Dr. de Geus started his career at General Electric in 1982, where he developed foundational tools for design and verification in semiconductors. Synopsys, which Aart founded in 1986, initially developed and broadly commercialized logic synthesis, which automates the creation of digital designs from language descriptions. This capability transitioned Computer-Aided Design (CAD) into the EDA era by enabling and automating decades of enormous, digital complexity scaling, often referred to as Moore’s Law. Aart served as the company’s CEO from 1994 to 2024.

In recognition of his pioneering work, industry impact, and community service, Aart has received numerous honors, including Electronic Business Magazine’s “CEO of the Year” (2002) and “Top 10 Most Influential Executives” (2005), the IEEE Robert N. Noyce Medal (2007), the Silicon Valley Leadership Group (SVLG) “Spirit of the Valley” Lifetime Achievement Award (2007), the Electronic System Design Association (ESDA) Phil Kaufman Award (2008), the GSA “Morris Chang Exemplary Leadership Award” (2009), the Silicon Valley Engineering Council Hall of Fame Award (2013), and an honorary Ph.D. from Glasgow University (2022).

Aart now serves as Executive Chair of Synopsys’ Board of Directors, where he continues to oversee the management of Synopsys business operations.

Aart also serves on the Board of Directors of Applied Materials and is active in the business and local community. He serves on the Boards of the Silicon Valley Leadership Group (SVLG), the Global Semiconductor Alliance (GSA), and the Electronic System Design Alliance (ESDA). Aart is also a member of the U.S. National Academy of Engineering.

In 1999, Aart created the Synopsys Outreach Foundation, which promotes project-based science and math learning throughout Silicon Valley, in early recognition of the future shortage of engineering workforce in the high-tech industry. For over 35 years, Synopsys has also actively driven community engagements in its major worldwide locations.

Aart received a master’s degree in electrical engineering from the Swiss Federal Institute of Technology in Lausanne, Switzerland and a Ph.D. from Southern Methodist University, Dallas.

“Receiving the 2024 Noyce Award is a great honor and I’m humbled to be among exceptional individuals recognized for lasting contributions to our uniquely exponential industry,” said de Geus. “Looking back, the shift from CAD to EDA was truly a techonomic watershed that enabled a roughly 10-million-times increase in digital design productivity.”
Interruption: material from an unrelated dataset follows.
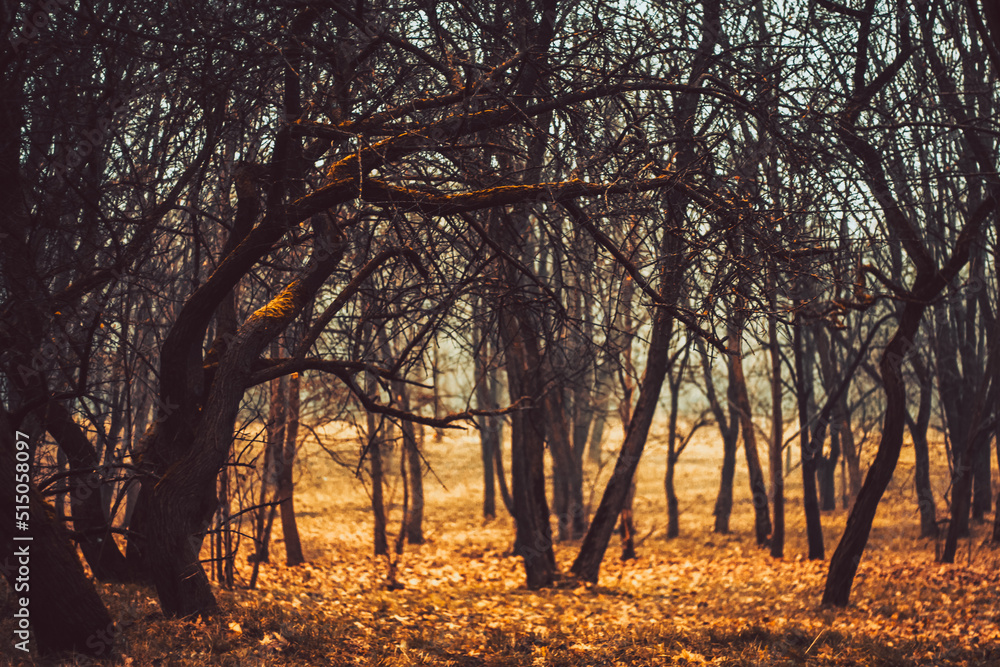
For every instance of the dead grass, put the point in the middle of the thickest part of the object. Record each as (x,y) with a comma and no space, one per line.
(701,598)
Aart enthusiastically added: “By fully embracing 3D multi-die integration, semi technology has now graduated from scale- to systemic-complexity! Propelled by the demand-economics of AI, and enabled by amazing, AI-powered design flows, we are fully launched into the next exponential era! It is so energizing to feel the multi-decade opportunity that is surrounding us and to be part of our industry’s collective ingenuity, that makes the impossible, possible… again and again!”

The Noyce Award is named in honor of semiconductor industry pioneer Robert N. Noyce, co-founder of Fairchild Semiconductor and Intel Corporation.